The Chief Medical Adviser to the President of the United States Dr Anthony Fauci, has said “it’s safe” for Irish people to travel to America.
peaking to RTÉ’s This Week programme Dr Fauci said, that despite the high levels of Covid-19 in the US, Irish tourists can feel safe going there when the travel ban is lifted at the start of November.
“I think the combination of the fact that it will be in November, and there will be a requirement for vaccination and testing, that it will be safe for people in Ireland to travel to the United States.
“I believe our Irish friends and colleagues who come from Ireland to the United States with vaccination and testing can have a safe visit,” he said.
Dr Fauci, who is also the Director of the National Institute of Allergy and Infectious Diseases, said it is recommended that the children wear masks in crowded settings.
He said people will have to decide what level of risk they are willing to accept when travelling.

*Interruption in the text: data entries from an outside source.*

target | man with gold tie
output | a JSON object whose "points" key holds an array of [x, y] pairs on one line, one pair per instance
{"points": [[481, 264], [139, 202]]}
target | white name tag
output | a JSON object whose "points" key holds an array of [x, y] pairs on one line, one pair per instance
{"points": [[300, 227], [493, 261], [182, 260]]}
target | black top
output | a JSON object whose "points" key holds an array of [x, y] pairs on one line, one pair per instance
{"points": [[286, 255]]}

“Everything has to be put into the context of your ability to take a finite risk… There will be masking on the plane. Planes are generally felt, given the hepa filtering, to be reasonably safe.

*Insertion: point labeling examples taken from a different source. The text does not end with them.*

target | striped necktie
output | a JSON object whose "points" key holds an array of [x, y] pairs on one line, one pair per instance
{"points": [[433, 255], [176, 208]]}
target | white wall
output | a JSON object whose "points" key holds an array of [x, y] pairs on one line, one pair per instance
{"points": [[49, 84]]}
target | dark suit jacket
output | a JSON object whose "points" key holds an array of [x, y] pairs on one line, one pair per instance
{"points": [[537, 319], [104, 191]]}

“We still recommend, and we do it ourselves, that even if you are vaccinated and you are in congregated settings indoors, [to] still wear a mask.

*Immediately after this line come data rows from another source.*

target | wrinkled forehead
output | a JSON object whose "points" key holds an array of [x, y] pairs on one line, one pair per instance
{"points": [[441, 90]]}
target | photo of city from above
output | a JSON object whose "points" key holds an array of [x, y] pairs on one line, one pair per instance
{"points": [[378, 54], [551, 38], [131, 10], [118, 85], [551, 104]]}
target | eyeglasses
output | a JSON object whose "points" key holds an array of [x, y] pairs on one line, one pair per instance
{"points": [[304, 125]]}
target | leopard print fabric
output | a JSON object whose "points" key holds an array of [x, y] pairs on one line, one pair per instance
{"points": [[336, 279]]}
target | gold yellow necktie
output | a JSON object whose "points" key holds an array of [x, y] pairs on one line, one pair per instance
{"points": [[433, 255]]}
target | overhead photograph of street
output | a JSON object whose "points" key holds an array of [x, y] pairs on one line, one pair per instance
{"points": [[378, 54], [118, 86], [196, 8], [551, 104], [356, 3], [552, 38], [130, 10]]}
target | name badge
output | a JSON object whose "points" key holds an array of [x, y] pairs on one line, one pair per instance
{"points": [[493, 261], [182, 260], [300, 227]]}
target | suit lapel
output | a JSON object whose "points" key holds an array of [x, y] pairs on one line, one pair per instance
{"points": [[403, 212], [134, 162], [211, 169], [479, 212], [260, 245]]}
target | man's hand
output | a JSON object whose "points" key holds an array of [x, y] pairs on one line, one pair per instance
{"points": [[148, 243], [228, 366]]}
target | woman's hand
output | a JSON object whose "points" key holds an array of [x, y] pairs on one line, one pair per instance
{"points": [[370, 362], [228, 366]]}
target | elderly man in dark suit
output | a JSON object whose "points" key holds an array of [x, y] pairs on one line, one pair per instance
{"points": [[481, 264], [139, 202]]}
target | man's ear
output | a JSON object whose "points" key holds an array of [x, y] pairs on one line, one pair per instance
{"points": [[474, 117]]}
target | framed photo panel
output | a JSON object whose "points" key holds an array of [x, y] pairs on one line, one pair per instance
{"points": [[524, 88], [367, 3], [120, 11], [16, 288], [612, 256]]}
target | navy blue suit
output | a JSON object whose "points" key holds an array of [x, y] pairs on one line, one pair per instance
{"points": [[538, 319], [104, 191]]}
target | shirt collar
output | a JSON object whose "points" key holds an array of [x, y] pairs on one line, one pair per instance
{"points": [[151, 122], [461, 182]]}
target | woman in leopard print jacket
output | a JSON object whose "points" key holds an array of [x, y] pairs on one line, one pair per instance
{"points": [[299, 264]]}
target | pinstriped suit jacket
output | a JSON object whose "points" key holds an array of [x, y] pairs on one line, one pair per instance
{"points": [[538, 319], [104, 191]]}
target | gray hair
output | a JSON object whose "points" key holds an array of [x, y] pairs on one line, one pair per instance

Yesterday, 51,575 new Covid-19 cases were confirmed in the US, while the 7-day moving average of infections is over 120,000.
Dr Fauci said that despite the availability of vaccines in the country, some 70 million Americans who are eligible for vaccinations have not taken them.
He said the spread of misinformation and disinformation on social media is a major issue for public health in the US.
He said it is “up to us” to get people vaccinated and added that a serious effort is being made through vaccine mandates and information campaigns.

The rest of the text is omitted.